Exceptions of Merger accounting:
S.56 (1) permits a company to give financial assistance for a purchase of, or subscription for, its shares in the following circumstances:
a) Where the lending of money is part of the ordinary business of the company and the money is lent by the company in the ordinary course of its business. In Steen v Law (52) the Privy Council explained that this provision does not validate a loan given for the express purpose of enabling the loanee to purchase the lending company's shares. This is so because no company can be constituted for the sole purpose of lending money to persons who would be buying its shares so that a loan it gives for any other purpose would be regarded as an "unusual" or "extraordinary", loan. To be valid, therefore, the loan must have been given for one of the purpose for which the company ordinarily or usually lends money but was diverted (wholly or partly) to a purchase of the lending company's shares.
b) Where the loan is to trustees to enable them to purchase fully paid shares in the company to be held under an employees' share scheme.

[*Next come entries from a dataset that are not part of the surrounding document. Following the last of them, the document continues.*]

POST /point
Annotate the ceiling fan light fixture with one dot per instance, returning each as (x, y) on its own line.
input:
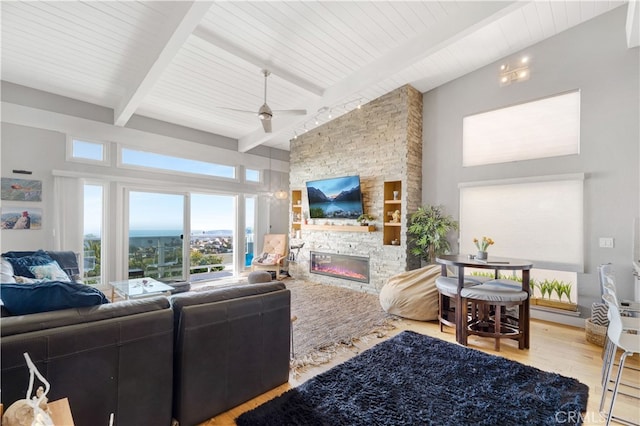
(281, 194)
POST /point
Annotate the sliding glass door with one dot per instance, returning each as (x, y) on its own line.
(213, 236)
(156, 232)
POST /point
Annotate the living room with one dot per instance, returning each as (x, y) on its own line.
(593, 58)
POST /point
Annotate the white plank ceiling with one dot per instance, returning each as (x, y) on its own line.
(187, 63)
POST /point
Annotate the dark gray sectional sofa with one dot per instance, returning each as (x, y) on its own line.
(188, 357)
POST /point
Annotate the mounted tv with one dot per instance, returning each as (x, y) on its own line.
(335, 198)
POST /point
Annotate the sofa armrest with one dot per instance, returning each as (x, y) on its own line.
(230, 348)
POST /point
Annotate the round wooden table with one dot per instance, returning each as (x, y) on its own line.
(460, 262)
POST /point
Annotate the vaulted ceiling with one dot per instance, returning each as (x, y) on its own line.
(195, 63)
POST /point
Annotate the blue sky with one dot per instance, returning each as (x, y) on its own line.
(156, 211)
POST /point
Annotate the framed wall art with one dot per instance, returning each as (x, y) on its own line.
(21, 218)
(21, 189)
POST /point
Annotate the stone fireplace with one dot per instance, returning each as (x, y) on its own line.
(380, 142)
(348, 267)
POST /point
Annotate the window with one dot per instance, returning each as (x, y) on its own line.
(251, 175)
(547, 127)
(539, 219)
(87, 151)
(152, 160)
(92, 233)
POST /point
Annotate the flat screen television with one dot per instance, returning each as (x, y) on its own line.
(335, 198)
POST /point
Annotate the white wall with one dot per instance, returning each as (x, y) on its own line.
(593, 58)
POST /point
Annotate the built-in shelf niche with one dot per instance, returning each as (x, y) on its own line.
(392, 202)
(340, 228)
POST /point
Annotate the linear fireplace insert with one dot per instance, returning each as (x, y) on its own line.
(345, 266)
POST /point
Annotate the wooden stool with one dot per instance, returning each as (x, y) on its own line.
(447, 291)
(488, 302)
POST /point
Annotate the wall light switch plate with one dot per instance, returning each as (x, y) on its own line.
(606, 242)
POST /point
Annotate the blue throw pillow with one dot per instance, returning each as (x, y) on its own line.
(21, 299)
(21, 264)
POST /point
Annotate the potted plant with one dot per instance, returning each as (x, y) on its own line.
(428, 229)
(364, 219)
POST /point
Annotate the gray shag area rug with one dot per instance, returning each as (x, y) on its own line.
(329, 318)
(412, 379)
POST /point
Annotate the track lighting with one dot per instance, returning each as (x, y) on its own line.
(514, 73)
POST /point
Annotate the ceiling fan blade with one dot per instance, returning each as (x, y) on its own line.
(290, 111)
(238, 110)
(266, 125)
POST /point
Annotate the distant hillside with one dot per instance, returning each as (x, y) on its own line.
(213, 233)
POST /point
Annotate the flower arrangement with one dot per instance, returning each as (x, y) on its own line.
(484, 244)
(364, 219)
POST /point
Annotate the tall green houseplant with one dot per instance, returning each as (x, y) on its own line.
(428, 230)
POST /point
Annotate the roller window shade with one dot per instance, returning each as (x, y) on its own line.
(540, 221)
(543, 128)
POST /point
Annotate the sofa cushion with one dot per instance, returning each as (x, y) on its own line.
(20, 299)
(85, 315)
(49, 272)
(21, 263)
(6, 273)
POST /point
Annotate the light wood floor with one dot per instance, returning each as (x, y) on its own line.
(555, 348)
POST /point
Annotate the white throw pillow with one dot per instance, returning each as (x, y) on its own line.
(271, 259)
(26, 280)
(49, 272)
(6, 272)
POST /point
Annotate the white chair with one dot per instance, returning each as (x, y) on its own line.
(626, 340)
(629, 323)
(274, 253)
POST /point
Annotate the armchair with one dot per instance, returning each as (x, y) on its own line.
(274, 252)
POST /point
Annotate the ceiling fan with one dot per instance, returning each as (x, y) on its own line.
(265, 113)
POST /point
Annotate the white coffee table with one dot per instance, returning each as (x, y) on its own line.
(138, 287)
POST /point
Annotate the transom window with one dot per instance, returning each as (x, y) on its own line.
(131, 157)
(87, 151)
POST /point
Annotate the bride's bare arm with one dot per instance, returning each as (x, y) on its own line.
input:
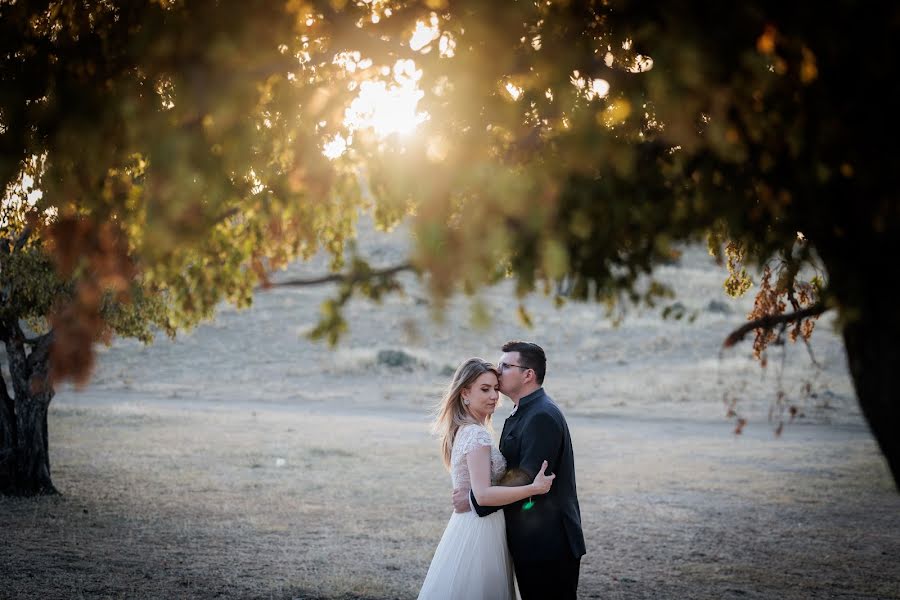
(479, 462)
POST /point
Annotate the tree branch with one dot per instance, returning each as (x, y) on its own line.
(26, 233)
(771, 321)
(344, 277)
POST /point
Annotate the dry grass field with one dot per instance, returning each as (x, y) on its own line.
(243, 461)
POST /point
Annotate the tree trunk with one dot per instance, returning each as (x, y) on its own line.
(873, 356)
(24, 444)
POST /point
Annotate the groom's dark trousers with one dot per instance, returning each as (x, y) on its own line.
(544, 535)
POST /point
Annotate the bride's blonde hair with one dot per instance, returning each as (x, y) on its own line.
(451, 413)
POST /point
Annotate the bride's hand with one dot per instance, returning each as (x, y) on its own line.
(542, 482)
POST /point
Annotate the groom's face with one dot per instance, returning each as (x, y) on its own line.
(510, 376)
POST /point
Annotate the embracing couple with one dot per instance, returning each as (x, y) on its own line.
(531, 477)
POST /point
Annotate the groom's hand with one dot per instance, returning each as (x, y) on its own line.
(461, 501)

c) Where the loan is to employees' (other than directors) to enable them to purchase or subscribe for fully-paid shares in the company or its holding company to be held by themselves by way of beneficial ownership. If a company gives a loan to an employee to purchase shares in the company the employee must have the shares registered in his own name and not the name of a spouse or child. This is intended to induce the employee to be more motivated and productive by ensuring that he personally and directly reaps the fruits of his increased productivity.